L'autre question que vous soulevez est le retard pris dans la publication du décret sur les parts de coproduction. Dans ce cas précis, le retard n'est pas lié à l'habitude française de publier une loi sans se soucier de publier les décrets d'application. La situation s'est d'ailleurs beaucoup améliorée puisque désormais le délai de publication a été fixé à six mois à la suite de plusieurs circulaires prises par des ministres tant de droite que de gauche. En réalité, il s'agit de dispositions qui doivent être négociées par les partenaires. Or, ces derniers n'arrivent pas à se mettre d'accord. Certes, le Gouvernement pourrait décider d'agir, compte tenu du retard accumulé, mais il s'agirait d'une rupture par rapport à la tradition de négociation dans ce secteur. Il semblerait toutefois que la ministre ait décidé de faire pression sur les partenaires afin qu'un accord intervienne d'ici l'été. Au groupe socialiste du Sénat, nous insistons sur la nécessité de trouver un équilibre entre l'octroi aux diffuseurs de droits plus importants qu'aujourd'hui et le maintien d'un système caractérisé par une multitude de producteurs qui garantit la diversité de l'offre. En effet, plus les producteurs et les diffuseurs sont concentrés, plus l'offre de programmes est réduite. Nous devons donc éviter de copier les modèles étrangers et privilégier la mutation de notre système tout en sauvegardant sa particularité.
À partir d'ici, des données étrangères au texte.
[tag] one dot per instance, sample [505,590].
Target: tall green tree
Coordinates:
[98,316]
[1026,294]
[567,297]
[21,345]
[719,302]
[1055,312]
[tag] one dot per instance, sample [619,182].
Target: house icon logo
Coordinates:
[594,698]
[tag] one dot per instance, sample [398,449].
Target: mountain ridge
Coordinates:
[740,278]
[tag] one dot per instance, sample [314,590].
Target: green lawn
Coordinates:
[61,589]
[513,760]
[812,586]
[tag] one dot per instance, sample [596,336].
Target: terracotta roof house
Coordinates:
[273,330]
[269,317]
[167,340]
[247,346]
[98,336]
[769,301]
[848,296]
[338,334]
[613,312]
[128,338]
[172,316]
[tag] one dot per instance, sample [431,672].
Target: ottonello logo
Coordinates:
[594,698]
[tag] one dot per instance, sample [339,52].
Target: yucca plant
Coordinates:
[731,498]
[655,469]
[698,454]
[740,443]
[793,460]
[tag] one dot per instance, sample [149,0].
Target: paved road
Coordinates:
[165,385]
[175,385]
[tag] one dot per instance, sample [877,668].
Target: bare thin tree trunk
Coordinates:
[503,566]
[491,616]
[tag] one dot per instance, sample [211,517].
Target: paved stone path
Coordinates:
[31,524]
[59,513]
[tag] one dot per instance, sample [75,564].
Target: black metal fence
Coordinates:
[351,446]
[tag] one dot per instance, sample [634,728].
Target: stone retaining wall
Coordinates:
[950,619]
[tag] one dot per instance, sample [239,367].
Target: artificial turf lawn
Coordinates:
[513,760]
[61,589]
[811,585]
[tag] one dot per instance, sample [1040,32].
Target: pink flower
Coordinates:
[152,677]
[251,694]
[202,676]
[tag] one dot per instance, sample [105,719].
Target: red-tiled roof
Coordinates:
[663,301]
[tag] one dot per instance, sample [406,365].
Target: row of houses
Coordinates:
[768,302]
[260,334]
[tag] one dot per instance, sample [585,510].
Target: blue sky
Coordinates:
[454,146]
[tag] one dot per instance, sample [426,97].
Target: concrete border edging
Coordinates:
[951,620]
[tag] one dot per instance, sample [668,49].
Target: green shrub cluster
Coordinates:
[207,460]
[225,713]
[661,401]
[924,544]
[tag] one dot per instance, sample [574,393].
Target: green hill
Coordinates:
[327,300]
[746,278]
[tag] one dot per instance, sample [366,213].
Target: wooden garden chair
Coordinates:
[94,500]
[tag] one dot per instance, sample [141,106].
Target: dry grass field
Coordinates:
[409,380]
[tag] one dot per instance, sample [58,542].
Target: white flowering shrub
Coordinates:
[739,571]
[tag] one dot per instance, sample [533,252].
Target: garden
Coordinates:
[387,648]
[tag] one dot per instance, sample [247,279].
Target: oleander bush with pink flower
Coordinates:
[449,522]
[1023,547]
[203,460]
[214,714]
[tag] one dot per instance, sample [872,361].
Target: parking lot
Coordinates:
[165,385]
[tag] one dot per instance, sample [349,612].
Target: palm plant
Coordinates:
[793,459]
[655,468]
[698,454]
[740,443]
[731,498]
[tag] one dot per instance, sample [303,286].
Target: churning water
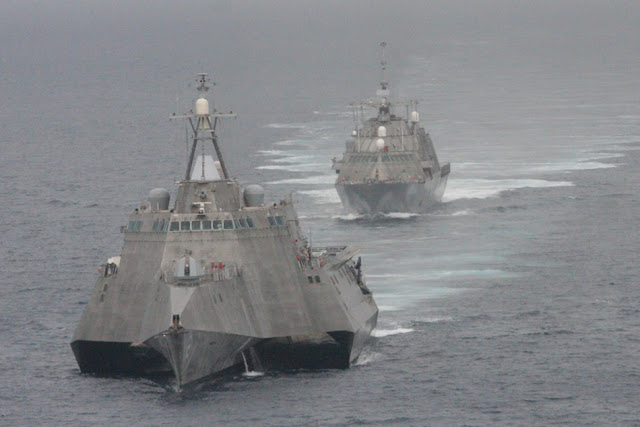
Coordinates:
[514,302]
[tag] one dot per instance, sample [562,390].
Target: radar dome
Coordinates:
[159,199]
[202,107]
[253,196]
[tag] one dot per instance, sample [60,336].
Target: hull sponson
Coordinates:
[370,198]
[118,358]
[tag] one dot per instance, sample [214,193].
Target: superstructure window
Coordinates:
[135,225]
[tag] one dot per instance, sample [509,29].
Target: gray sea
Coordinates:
[514,302]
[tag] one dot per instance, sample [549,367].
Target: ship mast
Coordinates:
[383,64]
[203,129]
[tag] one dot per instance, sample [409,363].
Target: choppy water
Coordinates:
[515,302]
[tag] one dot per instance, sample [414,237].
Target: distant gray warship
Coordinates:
[389,164]
[221,280]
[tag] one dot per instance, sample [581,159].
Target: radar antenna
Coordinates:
[200,122]
[383,91]
[383,63]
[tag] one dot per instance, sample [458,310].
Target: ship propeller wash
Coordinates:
[221,280]
[390,164]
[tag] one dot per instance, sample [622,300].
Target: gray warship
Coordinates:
[390,164]
[221,280]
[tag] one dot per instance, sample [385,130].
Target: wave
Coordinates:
[328,196]
[289,142]
[297,167]
[380,333]
[286,126]
[485,188]
[310,180]
[391,215]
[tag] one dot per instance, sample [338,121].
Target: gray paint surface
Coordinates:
[200,296]
[390,163]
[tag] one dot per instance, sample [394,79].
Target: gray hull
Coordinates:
[220,280]
[371,198]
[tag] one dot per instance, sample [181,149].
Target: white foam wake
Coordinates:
[328,196]
[310,180]
[380,333]
[484,188]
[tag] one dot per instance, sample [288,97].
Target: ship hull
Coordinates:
[193,356]
[380,197]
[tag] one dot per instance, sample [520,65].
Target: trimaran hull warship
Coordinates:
[390,164]
[221,280]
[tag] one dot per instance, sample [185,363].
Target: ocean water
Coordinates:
[514,302]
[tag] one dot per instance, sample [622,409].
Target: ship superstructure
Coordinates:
[390,164]
[219,279]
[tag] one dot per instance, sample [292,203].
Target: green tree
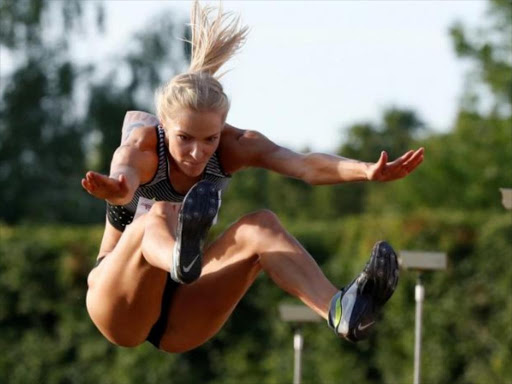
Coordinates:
[37,172]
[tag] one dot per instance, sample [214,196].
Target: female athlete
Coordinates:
[154,279]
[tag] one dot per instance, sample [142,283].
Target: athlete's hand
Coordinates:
[383,170]
[114,191]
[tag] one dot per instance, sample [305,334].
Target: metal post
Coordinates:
[298,343]
[419,296]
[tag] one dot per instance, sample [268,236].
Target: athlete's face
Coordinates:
[193,138]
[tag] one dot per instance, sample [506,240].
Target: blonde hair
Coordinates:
[214,42]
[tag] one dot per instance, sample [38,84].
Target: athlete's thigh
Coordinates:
[125,292]
[199,310]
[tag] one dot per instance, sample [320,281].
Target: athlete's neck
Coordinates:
[179,180]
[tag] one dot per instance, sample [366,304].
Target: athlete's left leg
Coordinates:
[231,264]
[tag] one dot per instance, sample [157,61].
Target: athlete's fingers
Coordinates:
[415,160]
[382,162]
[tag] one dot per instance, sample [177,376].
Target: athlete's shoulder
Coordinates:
[240,148]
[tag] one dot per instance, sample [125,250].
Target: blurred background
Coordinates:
[351,78]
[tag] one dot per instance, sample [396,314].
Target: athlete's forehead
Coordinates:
[200,124]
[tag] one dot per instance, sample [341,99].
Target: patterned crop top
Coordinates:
[160,187]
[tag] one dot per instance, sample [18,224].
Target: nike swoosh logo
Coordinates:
[361,327]
[186,269]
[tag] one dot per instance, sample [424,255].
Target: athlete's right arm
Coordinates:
[133,163]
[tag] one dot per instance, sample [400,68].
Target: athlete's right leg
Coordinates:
[125,289]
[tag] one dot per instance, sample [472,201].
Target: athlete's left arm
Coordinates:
[319,168]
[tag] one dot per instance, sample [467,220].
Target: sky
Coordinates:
[310,69]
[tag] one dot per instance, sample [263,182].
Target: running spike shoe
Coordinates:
[354,309]
[196,216]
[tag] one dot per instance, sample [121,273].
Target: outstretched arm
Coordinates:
[133,163]
[254,149]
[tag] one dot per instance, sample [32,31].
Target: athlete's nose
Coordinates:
[196,152]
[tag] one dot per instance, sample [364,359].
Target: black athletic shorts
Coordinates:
[158,329]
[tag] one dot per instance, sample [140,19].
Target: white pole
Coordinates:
[298,343]
[419,296]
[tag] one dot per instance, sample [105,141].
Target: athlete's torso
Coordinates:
[160,187]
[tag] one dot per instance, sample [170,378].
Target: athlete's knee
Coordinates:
[116,333]
[261,225]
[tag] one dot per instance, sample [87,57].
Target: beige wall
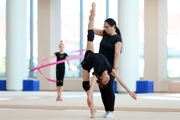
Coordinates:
[155,44]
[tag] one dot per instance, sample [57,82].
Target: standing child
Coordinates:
[60,69]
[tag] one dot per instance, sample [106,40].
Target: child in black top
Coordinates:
[60,70]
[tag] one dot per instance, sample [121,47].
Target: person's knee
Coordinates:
[90,35]
[86,85]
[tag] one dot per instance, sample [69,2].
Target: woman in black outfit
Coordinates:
[110,47]
[103,72]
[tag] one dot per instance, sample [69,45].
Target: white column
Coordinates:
[16,39]
[155,44]
[48,38]
[128,23]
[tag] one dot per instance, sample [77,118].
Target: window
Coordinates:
[2,38]
[173,39]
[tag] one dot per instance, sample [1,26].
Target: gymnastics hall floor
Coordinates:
[42,105]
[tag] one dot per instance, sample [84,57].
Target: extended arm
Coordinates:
[45,61]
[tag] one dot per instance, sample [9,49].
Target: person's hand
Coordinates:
[113,73]
[89,101]
[70,69]
[42,63]
[133,95]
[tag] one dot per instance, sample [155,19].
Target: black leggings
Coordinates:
[60,77]
[108,96]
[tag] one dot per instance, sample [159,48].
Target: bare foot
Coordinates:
[93,116]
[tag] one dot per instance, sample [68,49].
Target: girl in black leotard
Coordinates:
[103,70]
[60,70]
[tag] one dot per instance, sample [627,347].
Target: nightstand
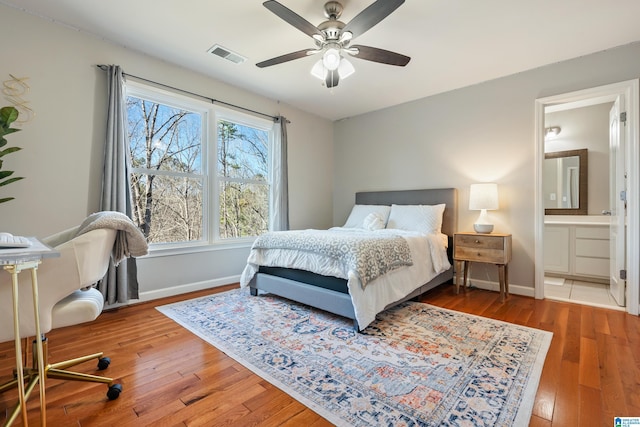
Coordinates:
[494,248]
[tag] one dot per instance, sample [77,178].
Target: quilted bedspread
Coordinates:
[370,254]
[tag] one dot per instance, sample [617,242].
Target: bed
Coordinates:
[346,296]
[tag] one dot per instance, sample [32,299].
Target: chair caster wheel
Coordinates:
[114,391]
[103,363]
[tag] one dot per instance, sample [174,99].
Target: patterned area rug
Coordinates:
[416,365]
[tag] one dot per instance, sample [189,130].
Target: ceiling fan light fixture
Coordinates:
[318,71]
[331,59]
[345,69]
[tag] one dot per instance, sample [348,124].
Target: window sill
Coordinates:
[171,250]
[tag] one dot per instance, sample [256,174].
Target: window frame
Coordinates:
[210,115]
[229,115]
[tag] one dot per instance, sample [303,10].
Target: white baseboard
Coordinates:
[495,286]
[185,288]
[206,284]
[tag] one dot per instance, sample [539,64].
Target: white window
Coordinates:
[200,173]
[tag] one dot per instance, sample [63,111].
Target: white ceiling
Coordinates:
[452,43]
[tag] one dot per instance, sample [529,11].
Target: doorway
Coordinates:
[627,93]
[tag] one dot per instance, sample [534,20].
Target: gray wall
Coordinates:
[63,145]
[480,133]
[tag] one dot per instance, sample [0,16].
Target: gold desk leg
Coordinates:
[39,352]
[13,270]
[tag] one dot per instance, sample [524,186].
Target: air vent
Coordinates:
[225,53]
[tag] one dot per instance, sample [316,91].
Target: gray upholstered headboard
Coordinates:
[448,196]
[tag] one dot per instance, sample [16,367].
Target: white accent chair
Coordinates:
[66,298]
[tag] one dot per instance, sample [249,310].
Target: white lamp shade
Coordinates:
[483,196]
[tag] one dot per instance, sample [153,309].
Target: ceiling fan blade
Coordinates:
[292,18]
[288,57]
[370,16]
[380,55]
[332,78]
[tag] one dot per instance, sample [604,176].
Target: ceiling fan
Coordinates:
[333,37]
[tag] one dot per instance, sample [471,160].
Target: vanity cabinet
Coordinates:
[580,250]
[577,250]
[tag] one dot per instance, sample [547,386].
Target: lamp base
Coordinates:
[483,228]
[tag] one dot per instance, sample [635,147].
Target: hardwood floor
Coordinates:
[173,378]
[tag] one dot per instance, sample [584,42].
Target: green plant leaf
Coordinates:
[9,151]
[9,181]
[4,174]
[8,115]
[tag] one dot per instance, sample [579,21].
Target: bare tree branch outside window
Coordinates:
[169,179]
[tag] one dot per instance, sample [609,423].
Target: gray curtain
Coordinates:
[279,200]
[120,283]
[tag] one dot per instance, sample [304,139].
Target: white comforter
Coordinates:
[429,256]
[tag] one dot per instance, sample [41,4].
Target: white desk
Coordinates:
[15,261]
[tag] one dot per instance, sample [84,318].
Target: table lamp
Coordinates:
[483,197]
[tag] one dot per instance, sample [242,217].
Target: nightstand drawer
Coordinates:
[490,248]
[480,254]
[480,241]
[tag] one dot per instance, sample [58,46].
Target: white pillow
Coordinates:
[422,218]
[360,212]
[373,221]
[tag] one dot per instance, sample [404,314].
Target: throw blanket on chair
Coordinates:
[130,242]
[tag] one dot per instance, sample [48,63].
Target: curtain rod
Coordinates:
[212,100]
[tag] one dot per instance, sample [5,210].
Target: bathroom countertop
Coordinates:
[577,220]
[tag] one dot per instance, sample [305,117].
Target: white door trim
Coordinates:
[630,90]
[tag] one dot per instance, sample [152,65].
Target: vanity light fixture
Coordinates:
[483,197]
[551,132]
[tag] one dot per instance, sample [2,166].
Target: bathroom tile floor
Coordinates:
[588,293]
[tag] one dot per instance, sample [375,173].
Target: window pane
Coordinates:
[171,207]
[244,209]
[163,137]
[242,151]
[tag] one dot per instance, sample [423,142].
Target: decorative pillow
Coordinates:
[422,218]
[373,221]
[360,212]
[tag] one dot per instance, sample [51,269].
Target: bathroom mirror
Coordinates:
[564,182]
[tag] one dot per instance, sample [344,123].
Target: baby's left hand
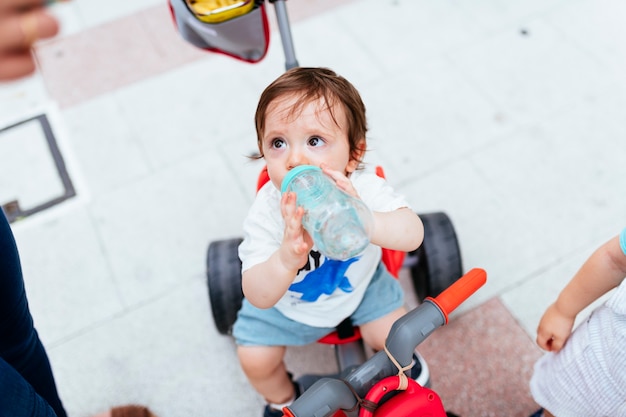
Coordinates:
[341,180]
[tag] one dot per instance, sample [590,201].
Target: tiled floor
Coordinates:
[507,115]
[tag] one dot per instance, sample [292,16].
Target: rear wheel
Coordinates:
[223,270]
[436,264]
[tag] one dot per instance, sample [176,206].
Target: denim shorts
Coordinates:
[269,327]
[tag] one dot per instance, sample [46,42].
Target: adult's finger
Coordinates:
[12,6]
[19,31]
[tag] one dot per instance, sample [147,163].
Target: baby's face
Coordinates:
[311,137]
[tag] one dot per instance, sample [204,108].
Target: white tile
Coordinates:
[189,110]
[531,77]
[155,231]
[104,144]
[69,282]
[165,354]
[397,35]
[597,27]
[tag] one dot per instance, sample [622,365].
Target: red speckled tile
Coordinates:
[99,60]
[481,363]
[102,59]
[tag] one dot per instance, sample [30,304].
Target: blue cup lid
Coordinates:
[293,172]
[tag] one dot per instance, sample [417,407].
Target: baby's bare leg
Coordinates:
[375,332]
[265,369]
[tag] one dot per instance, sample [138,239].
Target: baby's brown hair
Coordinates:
[313,83]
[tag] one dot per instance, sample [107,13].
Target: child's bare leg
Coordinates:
[265,369]
[375,332]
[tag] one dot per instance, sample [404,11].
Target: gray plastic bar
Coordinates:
[285,34]
[328,395]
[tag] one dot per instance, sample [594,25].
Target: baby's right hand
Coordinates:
[294,250]
[554,329]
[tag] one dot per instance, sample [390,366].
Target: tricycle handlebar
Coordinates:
[328,395]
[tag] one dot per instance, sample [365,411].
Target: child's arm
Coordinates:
[604,270]
[400,229]
[265,283]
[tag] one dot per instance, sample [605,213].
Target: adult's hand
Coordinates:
[22,23]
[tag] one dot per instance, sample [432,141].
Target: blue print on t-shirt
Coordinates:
[324,280]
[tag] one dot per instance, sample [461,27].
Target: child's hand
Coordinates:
[343,182]
[554,329]
[294,250]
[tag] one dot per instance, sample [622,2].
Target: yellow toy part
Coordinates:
[216,11]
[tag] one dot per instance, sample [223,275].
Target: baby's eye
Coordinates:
[316,141]
[277,143]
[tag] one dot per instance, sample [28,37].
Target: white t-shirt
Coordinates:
[325,291]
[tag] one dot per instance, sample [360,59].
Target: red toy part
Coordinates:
[458,292]
[415,401]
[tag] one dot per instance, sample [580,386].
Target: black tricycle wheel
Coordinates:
[223,271]
[436,264]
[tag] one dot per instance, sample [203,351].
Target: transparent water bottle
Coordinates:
[339,224]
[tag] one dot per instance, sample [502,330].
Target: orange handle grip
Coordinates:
[455,294]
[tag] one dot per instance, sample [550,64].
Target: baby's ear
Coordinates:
[357,155]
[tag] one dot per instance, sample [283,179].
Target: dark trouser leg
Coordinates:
[20,345]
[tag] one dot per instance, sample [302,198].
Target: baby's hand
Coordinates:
[554,329]
[341,180]
[294,250]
Enfin, vous avez soulevé la question de la revente des fréquences. Comme vous l'avez souligné, M. de Tavernost, les fréquences hertziennes sont gratuites pour les chaînes de télévision, alors qu'elles coûtent des milliards aux entreprises de télécommunication. Vous ne pouvez donc pas dire que l'État donne tout au service public et rien au secteur privé. Au contraire, il vous accorde quelque chose de fondamental, sans lequel vous ne pourriez pas exercer votre activité. Il est donc normal que cette allocation permanente s'accompagne d'obligations permanentes. En ce qui concerne la chaîne Numéro 23, j'ai déjà soulevé le scandale que représente sa vente : les actionnaires de Numéro 23 ont attendu le délai légal de deux ans et demi pour revendre la chaîne 90 millions d'euros alors que la fréquence avait été attribuée gratuitement. Je souhaite toutefois rappeler le combat que j'ai mené pour l'instauration d'une taxe de 5 % sur les plus-values liées à la revente des fréquences. Maintenant, on estime qu'elle n'est pas assez élevée, mais on m'a reproché cette initiative lors de transactions similaires, je pense notamment au groupe Bolloré. J'ai été constant dans mes opinions, ce n'est pas le cas de tout le monde. Certes, on peut allonger le délai de détention incompressible à cinq ans, mais il faut également arriver à se projeter dans l'avenir. À quoi ressemblera-t-il ? J'aimerais avoir votre sentiment. Ainsi, la TNT a été conçue avec un nombre important de chaînes ; on assiste désormais à un phénomène de concentration. De même, Nextradio TV a racheté Numéro 23, mais des bruits courent sur le rachat de ce groupe par un autre. Autre exemple : le groupe Bolloré semblait avoir été absorbé par Canal+, or, désormais, il dirige cette entreprise. Face aux mutations à venir, que faire pour réguler ce secteur et assurer sa compétitivité tout en garantissant une certaine diversité ?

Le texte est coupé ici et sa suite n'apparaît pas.